Myers, W.D. (2008). Sunrise Over Fallujah. NY: Scholastic Press.
LS5385: YA Lit/Realistic Fiction
First, interesting observation. This one does not have multiple covers as far as I can tell.
And the hits keep coming. In my YA Lit class, I have now read eight books and there has only been one I disliked. (see Jumped blog)
With us on the cusp of the 10th anniversary of 9/11, this book was especially apropos to me. It took me back to the time just after the attacks when our troops were desperately searching for Suddam Hussein and the weapons of mass destruction.

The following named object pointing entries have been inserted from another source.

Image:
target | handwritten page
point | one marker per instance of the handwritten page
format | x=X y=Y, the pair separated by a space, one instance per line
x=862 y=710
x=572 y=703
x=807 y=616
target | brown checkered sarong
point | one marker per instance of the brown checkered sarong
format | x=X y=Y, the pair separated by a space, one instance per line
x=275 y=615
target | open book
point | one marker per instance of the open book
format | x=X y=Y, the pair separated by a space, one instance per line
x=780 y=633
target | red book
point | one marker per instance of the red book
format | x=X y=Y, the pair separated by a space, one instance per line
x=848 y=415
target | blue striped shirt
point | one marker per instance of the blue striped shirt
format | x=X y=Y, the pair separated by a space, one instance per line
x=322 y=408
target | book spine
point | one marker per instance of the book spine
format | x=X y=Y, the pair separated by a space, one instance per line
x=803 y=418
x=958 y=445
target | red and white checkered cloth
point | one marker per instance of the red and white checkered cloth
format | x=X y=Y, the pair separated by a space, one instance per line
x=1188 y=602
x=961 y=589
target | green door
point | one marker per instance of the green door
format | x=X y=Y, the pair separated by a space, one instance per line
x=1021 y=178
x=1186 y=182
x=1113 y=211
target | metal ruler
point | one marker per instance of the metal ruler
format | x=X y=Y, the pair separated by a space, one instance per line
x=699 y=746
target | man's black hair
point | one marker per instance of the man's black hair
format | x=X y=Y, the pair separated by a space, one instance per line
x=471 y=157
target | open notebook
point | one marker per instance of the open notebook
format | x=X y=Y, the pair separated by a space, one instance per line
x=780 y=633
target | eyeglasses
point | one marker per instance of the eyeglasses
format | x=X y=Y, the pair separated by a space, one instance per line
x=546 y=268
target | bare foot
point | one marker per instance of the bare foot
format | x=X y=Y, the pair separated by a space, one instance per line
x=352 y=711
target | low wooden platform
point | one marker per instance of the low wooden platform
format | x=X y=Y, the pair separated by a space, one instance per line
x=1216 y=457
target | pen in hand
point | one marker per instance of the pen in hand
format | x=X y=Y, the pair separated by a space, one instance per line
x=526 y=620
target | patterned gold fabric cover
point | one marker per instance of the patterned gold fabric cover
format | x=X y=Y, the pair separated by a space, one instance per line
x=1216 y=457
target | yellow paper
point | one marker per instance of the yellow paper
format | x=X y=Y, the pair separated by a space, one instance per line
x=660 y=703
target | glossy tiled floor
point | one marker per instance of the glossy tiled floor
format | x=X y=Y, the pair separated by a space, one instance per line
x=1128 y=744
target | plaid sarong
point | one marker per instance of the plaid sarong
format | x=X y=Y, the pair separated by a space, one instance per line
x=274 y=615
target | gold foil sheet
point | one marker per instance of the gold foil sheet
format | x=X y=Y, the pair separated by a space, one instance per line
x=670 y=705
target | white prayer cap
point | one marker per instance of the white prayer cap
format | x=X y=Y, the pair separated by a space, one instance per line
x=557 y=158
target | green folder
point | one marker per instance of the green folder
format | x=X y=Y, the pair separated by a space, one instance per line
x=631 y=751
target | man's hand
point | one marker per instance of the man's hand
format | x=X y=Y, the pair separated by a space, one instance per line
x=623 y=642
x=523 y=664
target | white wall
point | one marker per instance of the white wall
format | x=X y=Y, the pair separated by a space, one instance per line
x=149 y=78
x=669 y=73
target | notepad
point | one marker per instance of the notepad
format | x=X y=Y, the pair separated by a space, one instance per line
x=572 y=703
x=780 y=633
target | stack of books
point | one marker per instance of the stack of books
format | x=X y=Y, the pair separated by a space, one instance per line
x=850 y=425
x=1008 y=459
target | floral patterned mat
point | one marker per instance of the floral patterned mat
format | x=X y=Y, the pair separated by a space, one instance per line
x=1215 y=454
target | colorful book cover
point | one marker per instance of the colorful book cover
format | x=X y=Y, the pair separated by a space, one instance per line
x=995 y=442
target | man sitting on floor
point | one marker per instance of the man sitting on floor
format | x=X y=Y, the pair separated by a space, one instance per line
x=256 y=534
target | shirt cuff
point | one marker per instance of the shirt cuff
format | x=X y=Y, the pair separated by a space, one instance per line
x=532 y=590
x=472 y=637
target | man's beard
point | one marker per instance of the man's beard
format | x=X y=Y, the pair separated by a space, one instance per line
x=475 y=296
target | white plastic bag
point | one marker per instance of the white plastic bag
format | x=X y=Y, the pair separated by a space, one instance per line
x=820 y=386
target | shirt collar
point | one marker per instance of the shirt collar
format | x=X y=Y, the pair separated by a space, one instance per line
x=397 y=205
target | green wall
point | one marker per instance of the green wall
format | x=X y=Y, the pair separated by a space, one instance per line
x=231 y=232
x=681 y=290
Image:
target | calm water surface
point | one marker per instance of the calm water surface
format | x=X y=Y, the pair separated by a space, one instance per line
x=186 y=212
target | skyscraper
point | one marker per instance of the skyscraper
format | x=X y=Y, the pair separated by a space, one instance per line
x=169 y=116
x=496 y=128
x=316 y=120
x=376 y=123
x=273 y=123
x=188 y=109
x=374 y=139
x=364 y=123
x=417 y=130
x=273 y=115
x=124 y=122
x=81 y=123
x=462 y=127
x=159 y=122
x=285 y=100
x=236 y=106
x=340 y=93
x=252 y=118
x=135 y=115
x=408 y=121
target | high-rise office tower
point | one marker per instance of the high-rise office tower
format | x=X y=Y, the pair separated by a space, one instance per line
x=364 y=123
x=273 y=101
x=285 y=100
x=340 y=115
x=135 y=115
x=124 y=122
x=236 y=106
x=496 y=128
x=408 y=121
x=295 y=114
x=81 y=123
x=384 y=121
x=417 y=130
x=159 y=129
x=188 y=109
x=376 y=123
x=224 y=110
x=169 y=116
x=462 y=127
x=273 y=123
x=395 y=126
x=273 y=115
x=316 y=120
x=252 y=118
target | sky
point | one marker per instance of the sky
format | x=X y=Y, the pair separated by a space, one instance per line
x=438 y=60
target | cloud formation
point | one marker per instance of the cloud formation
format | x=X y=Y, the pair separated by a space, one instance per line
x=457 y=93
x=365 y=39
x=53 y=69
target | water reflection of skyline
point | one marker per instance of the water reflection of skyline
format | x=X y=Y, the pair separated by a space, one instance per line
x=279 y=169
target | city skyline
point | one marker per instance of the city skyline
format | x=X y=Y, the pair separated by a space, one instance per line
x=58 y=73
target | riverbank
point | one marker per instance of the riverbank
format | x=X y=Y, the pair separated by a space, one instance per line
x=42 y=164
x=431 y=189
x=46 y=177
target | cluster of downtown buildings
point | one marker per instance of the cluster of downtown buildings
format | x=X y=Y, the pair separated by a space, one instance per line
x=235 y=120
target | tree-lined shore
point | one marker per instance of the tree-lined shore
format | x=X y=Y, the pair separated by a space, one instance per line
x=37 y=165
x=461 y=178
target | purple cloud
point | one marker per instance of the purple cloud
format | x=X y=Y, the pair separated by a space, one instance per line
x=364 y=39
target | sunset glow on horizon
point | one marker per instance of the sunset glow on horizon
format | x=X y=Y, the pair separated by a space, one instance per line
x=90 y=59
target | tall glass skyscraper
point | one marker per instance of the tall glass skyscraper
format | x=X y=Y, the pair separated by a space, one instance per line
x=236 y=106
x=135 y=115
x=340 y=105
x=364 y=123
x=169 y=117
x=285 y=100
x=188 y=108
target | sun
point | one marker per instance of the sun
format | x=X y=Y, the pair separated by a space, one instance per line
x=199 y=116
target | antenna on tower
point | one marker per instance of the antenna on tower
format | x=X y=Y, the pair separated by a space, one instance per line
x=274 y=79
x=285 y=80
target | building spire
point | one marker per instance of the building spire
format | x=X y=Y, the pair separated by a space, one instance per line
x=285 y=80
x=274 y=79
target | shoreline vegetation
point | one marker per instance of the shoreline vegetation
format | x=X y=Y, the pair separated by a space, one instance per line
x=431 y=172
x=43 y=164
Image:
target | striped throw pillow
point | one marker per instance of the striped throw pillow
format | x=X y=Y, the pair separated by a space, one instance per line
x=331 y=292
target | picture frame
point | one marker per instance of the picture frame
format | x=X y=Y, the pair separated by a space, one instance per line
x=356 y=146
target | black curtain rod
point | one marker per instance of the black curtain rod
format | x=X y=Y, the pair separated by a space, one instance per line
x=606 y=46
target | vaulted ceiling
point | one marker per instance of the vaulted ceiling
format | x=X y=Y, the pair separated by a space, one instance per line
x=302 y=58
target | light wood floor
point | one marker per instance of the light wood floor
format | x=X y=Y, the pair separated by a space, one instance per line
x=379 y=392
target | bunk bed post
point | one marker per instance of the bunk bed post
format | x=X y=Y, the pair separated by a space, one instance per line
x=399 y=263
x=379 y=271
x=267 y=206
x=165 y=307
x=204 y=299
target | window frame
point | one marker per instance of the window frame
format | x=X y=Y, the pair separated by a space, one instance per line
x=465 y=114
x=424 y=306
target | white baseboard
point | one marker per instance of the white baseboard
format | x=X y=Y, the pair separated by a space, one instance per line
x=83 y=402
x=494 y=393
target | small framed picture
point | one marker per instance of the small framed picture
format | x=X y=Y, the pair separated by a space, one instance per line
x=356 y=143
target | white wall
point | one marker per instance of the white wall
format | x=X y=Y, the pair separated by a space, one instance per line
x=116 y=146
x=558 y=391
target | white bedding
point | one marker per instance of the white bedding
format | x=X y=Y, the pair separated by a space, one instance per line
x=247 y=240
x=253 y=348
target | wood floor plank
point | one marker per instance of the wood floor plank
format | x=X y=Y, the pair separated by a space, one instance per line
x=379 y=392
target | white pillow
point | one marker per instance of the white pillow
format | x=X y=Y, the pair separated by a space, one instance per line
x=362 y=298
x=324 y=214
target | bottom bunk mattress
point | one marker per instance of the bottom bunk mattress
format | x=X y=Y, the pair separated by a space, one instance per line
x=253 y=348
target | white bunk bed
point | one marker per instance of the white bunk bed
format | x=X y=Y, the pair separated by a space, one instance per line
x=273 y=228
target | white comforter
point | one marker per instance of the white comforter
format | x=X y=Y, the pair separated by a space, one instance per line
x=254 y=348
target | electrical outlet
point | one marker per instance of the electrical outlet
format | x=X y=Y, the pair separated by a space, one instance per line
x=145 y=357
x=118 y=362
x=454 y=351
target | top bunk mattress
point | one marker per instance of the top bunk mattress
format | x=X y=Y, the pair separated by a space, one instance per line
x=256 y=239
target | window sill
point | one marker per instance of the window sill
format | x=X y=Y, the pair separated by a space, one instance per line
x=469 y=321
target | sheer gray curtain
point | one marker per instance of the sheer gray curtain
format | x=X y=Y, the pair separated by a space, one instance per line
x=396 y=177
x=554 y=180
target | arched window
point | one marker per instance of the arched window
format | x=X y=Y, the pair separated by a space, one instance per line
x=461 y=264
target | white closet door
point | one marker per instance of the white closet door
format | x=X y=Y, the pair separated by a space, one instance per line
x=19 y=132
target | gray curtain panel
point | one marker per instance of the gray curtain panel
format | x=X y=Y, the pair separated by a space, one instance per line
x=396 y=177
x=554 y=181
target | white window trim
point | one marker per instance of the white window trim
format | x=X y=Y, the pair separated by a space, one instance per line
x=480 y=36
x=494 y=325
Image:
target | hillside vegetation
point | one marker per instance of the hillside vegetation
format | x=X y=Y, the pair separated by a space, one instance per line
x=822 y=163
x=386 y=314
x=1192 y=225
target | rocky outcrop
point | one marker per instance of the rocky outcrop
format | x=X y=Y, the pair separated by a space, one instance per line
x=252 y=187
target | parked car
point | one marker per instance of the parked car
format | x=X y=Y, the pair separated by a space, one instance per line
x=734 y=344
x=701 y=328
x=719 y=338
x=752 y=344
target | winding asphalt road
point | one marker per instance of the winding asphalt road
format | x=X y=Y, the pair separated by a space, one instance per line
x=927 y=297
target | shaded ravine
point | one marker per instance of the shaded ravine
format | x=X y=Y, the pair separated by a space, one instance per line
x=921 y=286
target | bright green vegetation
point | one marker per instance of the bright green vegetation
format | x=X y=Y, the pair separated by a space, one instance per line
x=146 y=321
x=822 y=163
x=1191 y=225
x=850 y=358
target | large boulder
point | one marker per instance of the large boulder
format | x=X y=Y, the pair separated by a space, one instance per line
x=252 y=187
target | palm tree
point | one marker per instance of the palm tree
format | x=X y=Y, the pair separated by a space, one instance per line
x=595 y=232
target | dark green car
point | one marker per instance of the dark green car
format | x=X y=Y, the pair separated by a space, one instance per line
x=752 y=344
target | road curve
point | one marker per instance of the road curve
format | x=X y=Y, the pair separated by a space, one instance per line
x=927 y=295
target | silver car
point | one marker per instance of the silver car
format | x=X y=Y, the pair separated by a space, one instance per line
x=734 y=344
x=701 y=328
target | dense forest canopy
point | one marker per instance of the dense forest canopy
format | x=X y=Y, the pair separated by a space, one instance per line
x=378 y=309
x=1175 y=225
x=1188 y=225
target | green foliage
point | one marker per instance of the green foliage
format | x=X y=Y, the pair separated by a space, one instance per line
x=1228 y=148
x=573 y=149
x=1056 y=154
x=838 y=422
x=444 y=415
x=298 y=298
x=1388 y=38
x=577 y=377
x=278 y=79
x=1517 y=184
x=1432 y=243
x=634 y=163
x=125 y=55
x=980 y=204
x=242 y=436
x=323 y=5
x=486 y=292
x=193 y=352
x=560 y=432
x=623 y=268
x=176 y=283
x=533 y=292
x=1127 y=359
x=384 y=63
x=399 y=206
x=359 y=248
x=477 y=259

Thankfully, this book didn't focus on the atrocities of war in an overly descriptive way. By that, I mean that the death and the killing and the violence were not described in graphic detail. They just didn't need to be.
Instead, it focused on one young man's emotional battle with dealing with war and the bigger meaning behind what he was doing and what he was seeing. He struggled seeing people die - both the "bad guys" and his own fellow soldiers - but he also struggled with how he began to numb to the death. And he struggled with God's presence and/or absence in it all.
It was very thought provoking and I especially liked that for the young reader, it was giving a realistic view of what it's like in war. It's not dressing-up and drilling and practicing on targets. There was a very real face to war, and it often the face of children and poverty and heartbreak - not just "the bad guys."